Housekeeping - Marilynne Robinson
This is a lovely, heart-achingly lonely little book with a lot of space in-between everything that moves the plot along and silence between the characters. This has remained one of my favorite books ever since I read it 7 years ago.
The Life and Times of Michael K - JM Coetzee
Creates a somewhat similar atmosphere to Housekeeping, but written by a man. You almost wouldn't know the story is set in apartheid South Africa except in the glimpses you see of the world flitting by peripheral to the main character.

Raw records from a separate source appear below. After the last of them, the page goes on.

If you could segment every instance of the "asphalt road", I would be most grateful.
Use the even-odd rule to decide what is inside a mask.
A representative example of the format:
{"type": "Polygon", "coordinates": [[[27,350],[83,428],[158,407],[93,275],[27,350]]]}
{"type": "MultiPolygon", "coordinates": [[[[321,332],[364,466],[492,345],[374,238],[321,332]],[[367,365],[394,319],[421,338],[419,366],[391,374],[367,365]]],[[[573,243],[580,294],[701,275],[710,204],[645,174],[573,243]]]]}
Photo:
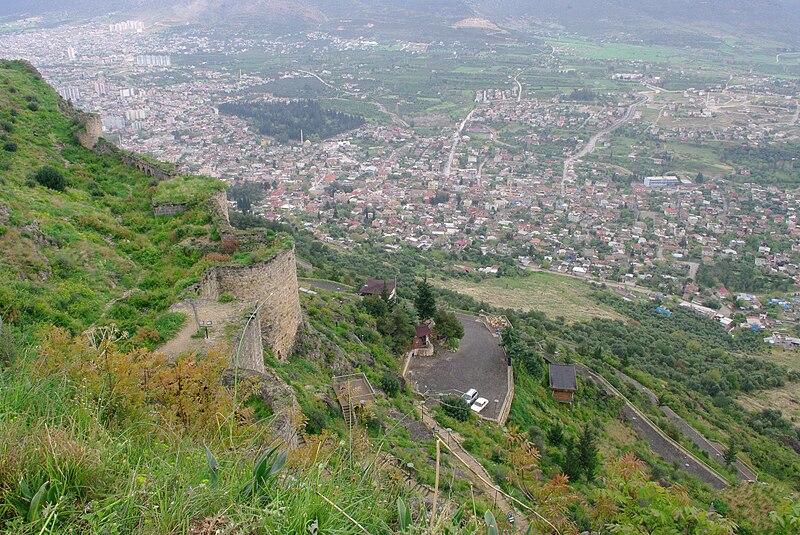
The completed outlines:
{"type": "Polygon", "coordinates": [[[427,391],[428,396],[460,395],[475,388],[478,396],[489,400],[481,415],[496,418],[508,394],[505,353],[500,340],[492,336],[478,318],[457,316],[464,326],[464,338],[458,351],[451,353],[438,349],[433,357],[414,357],[406,379],[417,391],[427,391]]]}

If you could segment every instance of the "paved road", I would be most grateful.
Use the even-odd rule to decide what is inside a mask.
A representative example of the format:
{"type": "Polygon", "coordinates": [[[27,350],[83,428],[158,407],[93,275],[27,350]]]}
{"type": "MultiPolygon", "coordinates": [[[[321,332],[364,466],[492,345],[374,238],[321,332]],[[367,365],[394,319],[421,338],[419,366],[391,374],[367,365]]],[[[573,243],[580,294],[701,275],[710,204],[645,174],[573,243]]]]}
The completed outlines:
{"type": "Polygon", "coordinates": [[[481,413],[497,418],[508,395],[508,366],[499,339],[474,316],[458,314],[464,326],[464,338],[458,351],[438,350],[433,357],[414,357],[406,379],[428,396],[463,393],[470,388],[489,400],[481,413]],[[495,403],[495,400],[497,402],[495,403]]]}
{"type": "MultiPolygon", "coordinates": [[[[637,381],[633,377],[624,374],[619,370],[614,370],[614,373],[617,375],[617,377],[619,377],[623,381],[634,385],[637,390],[643,392],[650,400],[650,403],[661,409],[661,412],[663,412],[667,418],[672,420],[672,422],[678,426],[678,428],[683,432],[683,434],[686,435],[689,438],[689,440],[694,442],[694,444],[698,448],[706,452],[710,458],[716,459],[719,462],[724,462],[723,447],[714,444],[712,441],[708,440],[706,437],[700,434],[700,432],[697,431],[694,427],[686,423],[686,420],[681,418],[678,414],[675,413],[675,411],[670,409],[668,406],[666,405],[659,406],[658,397],[656,397],[656,395],[653,393],[652,390],[642,385],[639,381],[637,381]]],[[[736,473],[739,479],[741,479],[742,481],[755,481],[758,479],[758,475],[755,472],[753,472],[750,468],[748,468],[747,465],[745,465],[739,460],[734,462],[733,467],[736,469],[736,473]]]]}
{"type": "Polygon", "coordinates": [[[647,440],[650,444],[650,448],[659,456],[671,463],[677,464],[684,471],[696,476],[701,481],[708,483],[716,489],[724,489],[728,486],[728,482],[721,475],[695,457],[694,454],[689,452],[686,448],[664,434],[664,432],[651,422],[644,413],[634,407],[627,398],[622,396],[622,394],[611,385],[611,383],[606,381],[604,377],[594,373],[586,366],[578,364],[576,367],[578,373],[583,377],[590,378],[606,392],[622,399],[624,403],[622,412],[625,414],[625,417],[628,418],[636,428],[636,433],[641,438],[647,440]]]}
{"type": "Polygon", "coordinates": [[[577,154],[575,154],[574,156],[570,156],[569,158],[564,160],[564,171],[561,175],[561,195],[564,195],[564,191],[566,190],[567,175],[573,170],[575,162],[577,162],[587,154],[591,154],[591,152],[594,151],[595,145],[597,145],[597,141],[601,137],[605,136],[610,132],[613,132],[623,124],[633,119],[633,116],[636,113],[636,108],[647,102],[649,98],[650,97],[648,96],[643,96],[642,98],[640,98],[639,100],[628,106],[628,108],[625,110],[625,115],[623,115],[620,120],[614,122],[613,124],[597,132],[595,135],[589,138],[589,142],[586,145],[584,145],[583,148],[577,152],[577,154]]]}

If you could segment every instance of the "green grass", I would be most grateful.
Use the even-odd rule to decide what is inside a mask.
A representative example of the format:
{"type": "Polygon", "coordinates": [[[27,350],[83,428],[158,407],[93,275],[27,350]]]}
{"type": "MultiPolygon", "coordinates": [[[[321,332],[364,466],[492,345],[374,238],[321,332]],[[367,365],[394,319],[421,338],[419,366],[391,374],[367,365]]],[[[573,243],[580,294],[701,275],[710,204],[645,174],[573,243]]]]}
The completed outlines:
{"type": "Polygon", "coordinates": [[[198,198],[208,199],[210,193],[223,188],[221,182],[209,180],[207,177],[179,176],[159,182],[153,192],[153,202],[156,204],[188,203],[198,198]]]}
{"type": "Polygon", "coordinates": [[[488,277],[481,282],[444,279],[433,283],[493,307],[544,312],[548,317],[563,317],[570,323],[593,317],[621,318],[613,309],[592,298],[593,290],[588,284],[552,273],[488,277]]]}
{"type": "Polygon", "coordinates": [[[73,136],[80,125],[61,107],[25,65],[0,64],[0,135],[19,147],[0,153],[0,310],[6,321],[72,332],[115,323],[154,347],[176,332],[168,307],[208,265],[200,261],[215,241],[207,199],[222,185],[203,177],[155,183],[81,147],[73,136]],[[64,174],[64,192],[28,180],[42,165],[64,174]],[[155,218],[153,200],[190,206],[155,218]]]}

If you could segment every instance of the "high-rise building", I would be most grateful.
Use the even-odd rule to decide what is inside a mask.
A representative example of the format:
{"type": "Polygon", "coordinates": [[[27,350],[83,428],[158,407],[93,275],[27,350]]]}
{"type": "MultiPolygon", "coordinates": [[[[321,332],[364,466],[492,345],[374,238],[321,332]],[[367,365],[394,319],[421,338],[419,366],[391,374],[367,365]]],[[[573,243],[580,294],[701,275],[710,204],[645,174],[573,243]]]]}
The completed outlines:
{"type": "Polygon", "coordinates": [[[136,56],[136,65],[140,67],[169,67],[172,61],[169,56],[140,54],[136,56]]]}
{"type": "Polygon", "coordinates": [[[81,90],[77,87],[61,87],[58,89],[58,94],[61,95],[64,100],[71,100],[73,102],[81,98],[81,90]]]}
{"type": "Polygon", "coordinates": [[[112,32],[137,32],[144,31],[144,23],[138,20],[125,20],[115,24],[108,25],[109,31],[112,32]]]}

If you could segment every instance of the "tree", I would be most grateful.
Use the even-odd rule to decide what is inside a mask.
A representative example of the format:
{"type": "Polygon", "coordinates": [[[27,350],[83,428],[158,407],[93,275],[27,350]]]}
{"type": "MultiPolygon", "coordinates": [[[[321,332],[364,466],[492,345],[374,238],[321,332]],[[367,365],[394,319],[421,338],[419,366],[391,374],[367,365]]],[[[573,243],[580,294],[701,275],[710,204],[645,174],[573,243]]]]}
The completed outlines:
{"type": "Polygon", "coordinates": [[[389,313],[389,305],[379,295],[364,297],[361,307],[373,318],[383,318],[389,313]]]}
{"type": "Polygon", "coordinates": [[[457,342],[464,337],[464,326],[452,312],[439,308],[433,315],[433,321],[436,323],[434,330],[438,336],[450,342],[457,342]]]}
{"type": "Polygon", "coordinates": [[[378,318],[377,327],[378,332],[392,340],[392,347],[398,351],[414,338],[414,325],[404,306],[396,306],[389,314],[378,318]]]}
{"type": "Polygon", "coordinates": [[[575,448],[575,439],[568,438],[564,450],[564,466],[561,468],[569,476],[570,480],[575,481],[581,477],[581,465],[578,451],[575,448]]]}
{"type": "Polygon", "coordinates": [[[433,296],[433,286],[428,283],[427,278],[417,283],[414,308],[417,309],[419,321],[431,319],[436,313],[436,298],[433,296]]]}
{"type": "Polygon", "coordinates": [[[33,175],[33,179],[42,186],[55,190],[64,191],[67,187],[67,180],[56,168],[45,165],[33,175]]]}
{"type": "Polygon", "coordinates": [[[578,439],[578,465],[588,481],[594,478],[597,470],[597,453],[597,433],[587,422],[578,439]]]}
{"type": "Polygon", "coordinates": [[[460,396],[445,396],[441,401],[442,410],[459,422],[466,422],[469,420],[469,405],[460,396]]]}
{"type": "Polygon", "coordinates": [[[736,462],[736,454],[738,452],[739,445],[736,444],[736,435],[731,433],[730,437],[728,438],[728,446],[725,448],[725,451],[722,454],[722,458],[725,459],[725,466],[730,466],[736,462]]]}
{"type": "Polygon", "coordinates": [[[564,441],[564,428],[559,422],[554,423],[547,430],[547,441],[554,446],[558,446],[564,441]]]}
{"type": "Polygon", "coordinates": [[[403,382],[395,373],[386,372],[381,377],[381,388],[390,398],[395,397],[403,388],[403,382]]]}

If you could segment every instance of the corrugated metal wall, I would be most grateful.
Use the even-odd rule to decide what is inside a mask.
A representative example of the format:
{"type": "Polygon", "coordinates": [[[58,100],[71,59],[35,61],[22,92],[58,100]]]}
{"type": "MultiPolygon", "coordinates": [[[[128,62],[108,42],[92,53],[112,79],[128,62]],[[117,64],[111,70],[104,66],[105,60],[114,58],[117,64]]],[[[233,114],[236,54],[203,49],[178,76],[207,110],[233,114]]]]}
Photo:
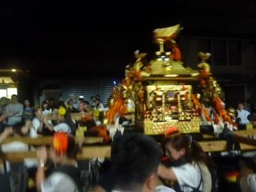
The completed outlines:
{"type": "Polygon", "coordinates": [[[65,101],[70,94],[83,95],[85,100],[90,101],[90,97],[96,94],[100,95],[104,104],[106,104],[108,99],[114,86],[115,79],[109,78],[90,78],[65,79],[62,81],[62,100],[65,101]]]}

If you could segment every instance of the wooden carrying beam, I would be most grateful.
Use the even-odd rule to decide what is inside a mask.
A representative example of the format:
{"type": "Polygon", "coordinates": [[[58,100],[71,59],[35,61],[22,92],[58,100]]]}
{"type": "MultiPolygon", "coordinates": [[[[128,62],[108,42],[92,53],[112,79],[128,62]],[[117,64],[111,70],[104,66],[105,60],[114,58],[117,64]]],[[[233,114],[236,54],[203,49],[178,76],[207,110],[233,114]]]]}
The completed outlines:
{"type": "MultiPolygon", "coordinates": [[[[202,141],[199,144],[205,152],[219,152],[226,150],[225,141],[202,141]]],[[[256,147],[241,144],[241,150],[256,150],[256,147]]],[[[84,146],[81,152],[77,154],[77,159],[86,159],[93,157],[109,157],[111,147],[106,146],[84,146]]],[[[10,162],[22,161],[25,158],[36,158],[36,152],[35,151],[24,152],[5,153],[6,160],[10,162]]]]}

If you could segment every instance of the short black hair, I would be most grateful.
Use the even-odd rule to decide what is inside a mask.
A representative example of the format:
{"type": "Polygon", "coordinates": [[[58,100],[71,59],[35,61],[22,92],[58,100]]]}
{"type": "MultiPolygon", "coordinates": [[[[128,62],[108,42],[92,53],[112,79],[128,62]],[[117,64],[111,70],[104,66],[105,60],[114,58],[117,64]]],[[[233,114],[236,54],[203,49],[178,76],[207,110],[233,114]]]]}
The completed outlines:
{"type": "Polygon", "coordinates": [[[140,132],[114,141],[111,159],[115,187],[125,191],[142,187],[150,174],[157,173],[161,155],[156,141],[140,132]]]}

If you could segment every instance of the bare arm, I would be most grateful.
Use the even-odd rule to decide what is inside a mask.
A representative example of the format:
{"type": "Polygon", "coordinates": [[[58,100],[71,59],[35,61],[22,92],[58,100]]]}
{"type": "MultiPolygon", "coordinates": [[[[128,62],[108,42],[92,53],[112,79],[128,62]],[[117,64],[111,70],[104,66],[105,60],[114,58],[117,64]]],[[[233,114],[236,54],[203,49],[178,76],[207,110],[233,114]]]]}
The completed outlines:
{"type": "Polygon", "coordinates": [[[53,126],[48,124],[46,116],[44,116],[44,123],[45,124],[46,127],[47,127],[49,130],[51,131],[54,131],[54,129],[53,129],[53,126]]]}
{"type": "Polygon", "coordinates": [[[15,116],[22,116],[22,115],[23,115],[23,106],[22,104],[20,104],[19,108],[19,111],[17,111],[17,113],[15,113],[15,116]]]}
{"type": "Polygon", "coordinates": [[[38,148],[36,152],[39,164],[37,168],[36,175],[36,185],[37,191],[41,191],[41,184],[45,179],[45,175],[44,173],[44,165],[47,157],[47,152],[45,147],[38,148]]]}
{"type": "Polygon", "coordinates": [[[166,168],[164,165],[160,164],[157,169],[157,174],[161,178],[166,180],[177,180],[176,175],[172,168],[166,168]]]}
{"type": "Polygon", "coordinates": [[[12,133],[13,132],[13,130],[12,127],[6,127],[4,132],[0,134],[0,144],[12,133]]]}

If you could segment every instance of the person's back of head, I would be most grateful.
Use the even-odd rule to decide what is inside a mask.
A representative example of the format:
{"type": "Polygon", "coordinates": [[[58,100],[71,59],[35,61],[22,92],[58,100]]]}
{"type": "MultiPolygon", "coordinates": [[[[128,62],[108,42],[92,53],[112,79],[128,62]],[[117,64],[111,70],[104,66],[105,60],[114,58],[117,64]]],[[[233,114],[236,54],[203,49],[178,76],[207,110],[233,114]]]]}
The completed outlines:
{"type": "Polygon", "coordinates": [[[154,191],[161,154],[155,140],[141,133],[115,141],[111,158],[115,189],[154,191]]]}

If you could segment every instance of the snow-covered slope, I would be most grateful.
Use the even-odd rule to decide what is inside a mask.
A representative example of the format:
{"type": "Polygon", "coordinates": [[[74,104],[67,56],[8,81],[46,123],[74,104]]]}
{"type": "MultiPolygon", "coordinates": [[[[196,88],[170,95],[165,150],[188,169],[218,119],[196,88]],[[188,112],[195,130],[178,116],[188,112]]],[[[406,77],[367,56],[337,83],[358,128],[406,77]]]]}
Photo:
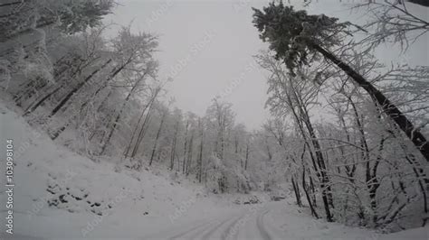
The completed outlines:
{"type": "MultiPolygon", "coordinates": [[[[119,169],[113,160],[93,162],[58,146],[3,104],[0,135],[2,159],[5,139],[13,139],[17,238],[428,239],[428,227],[383,235],[313,219],[291,199],[234,205],[236,196],[208,195],[160,168],[137,172],[119,169]]],[[[1,164],[4,169],[5,162],[1,164]]],[[[1,235],[10,236],[3,182],[4,174],[1,235]]]]}
{"type": "MultiPolygon", "coordinates": [[[[167,171],[119,170],[113,163],[95,163],[71,152],[32,129],[3,104],[0,123],[2,158],[4,141],[14,141],[15,235],[136,236],[192,215],[212,215],[213,210],[205,207],[219,205],[206,198],[202,186],[186,180],[179,184],[167,171]]],[[[5,167],[5,162],[1,164],[5,167]]],[[[5,178],[2,174],[2,182],[5,178]]],[[[0,202],[5,203],[4,184],[1,188],[0,202]]],[[[5,212],[5,204],[0,209],[5,212]]]]}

How Buildings Learn - Stewart Brand
A spectacular book about how buildings age and what that means for their design. Very well documented as well as opinionated and engaging. Executed perfectly and highly accessible to anyone, whether informed on the topic or not.
A Year on the Wing - Tim Dee
A beautiful, poetic book about bird watching. The observations are surprisingly fresh and stunning, and the book is done so well it's a worthwhile and wholly engaging read whether you care about birds or not.
Memory of Fire trilogy - Edwardo Galeano
Galeano blurs fiction and nonfiction is this poetic telling of the history of abuse and imperialism in the Americas. The three book trilogy progresses chronologically and reads as short vingettes that are focused on individual people, experiences and moments in a truly remarkable way. I've never seen anything else like it.
Infinite Jest - David Foster Wallace
The epic 1100 page novel about tennis and drug use by my favorite author. 200 pages of the text is academic style footnotes in which whole characters are introduced and tangential narratives unfold. Wallace is the most intelligent and observant writer I've ever read. His nonfiction is also excellent. His short stories are awful, though, and you shouldn't read them. Keep a dictionary handy when reading this, because there will be about 5 words on every page that you've never seen before. Wallace has a preference for using characters who have read the OED (Oxford English Dictionary) in its entirety and he once wrote a book review of a new dictionary. I'm deeply sorry that he hung himself last October.
Invisible Cities - Italo Calvino
This is a funny, haunting, beautiful book in which Marco Polo describes fantastical cities he has traveled to in the empire of the great Kubla Khan. Each chapter introduces a single city, focusing on its inhabitants and the rules of its operation. This book draws you into its reality, creating a world in which the basic laws of physics seem to be determined by poetic impulses and wild imagination. Also worth reading by Calvino is Cosmicomics, which is a funny, anthropomorphic take on the creation of the universe and If On A Winter's Night A Traveler, which is equally experimental.
House of Leaves - Mark Danielewski
This is a touch too experimental to be a perfect book, but I included it here because it's the only book that has ever physically scared me in my adult life. The book reads like a horror movie, but in a much more cerebral and unsettling way. The positioning of text on the page is unorthodox to say the least, and gets wilder as the book descends, but somehow, the effect is successful and Danielewski pulls off what anywhere else would have seemed a trite and cheesey special effect to amplify the eerie world of the story. Be patient with it, because it's different than what you're used to expecting from books. Give yourself over to it completely. Only read it in the dark, and only when you're alone.